SwimmeR version 0.7.2 – Now Better than Ever

[This article was first published on Welcome to Swimming + Data Science on Swimming + Data Science, and kindly contributed to R-bloggers]. (You can report issue about the content on this page here)
Want to share your content on R-bloggers? click here if you have a blog, or here if you don't.

SwimmeR version 0.7.2 is now available from CRAN. This new version contains some new features, plus a few changes to make it more user-friendly.

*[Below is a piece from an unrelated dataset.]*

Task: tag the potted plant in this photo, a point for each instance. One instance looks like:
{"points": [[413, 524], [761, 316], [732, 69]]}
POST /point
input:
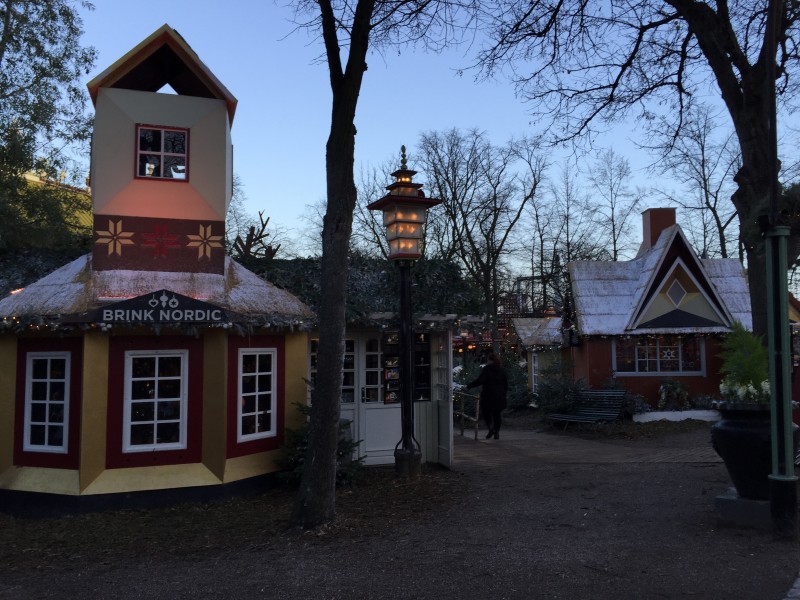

Let me show you what I’ve been working on.

library(SwimmeR)
library(dplyr)
library(stringr)
library(flextable)
library(rbenchmark)

flextable_style <- function(x) {
  x %>%
    flextable() %>%
    bold(part = "header") %>% # bold header
    bg(bg = "#D3D3D3", part = "header") %>% # puts gray background behind the header row
    align_nottext_col(align = "center", header = TRUE, footer = TRUE) %>% # center alignment
    autofit()
}

New Features

  • SwimmeR can now parse S.A.M.M.S. style results. S.A.M.M.S., which stands for Swimclub And Meet Management System, was an ahem swim club and meet management system that predated Hy-Tek’s Meet and Team Manager. It seems to have been most popular in California, where it’s still used by USA Swimming clubs and high schools into the present day.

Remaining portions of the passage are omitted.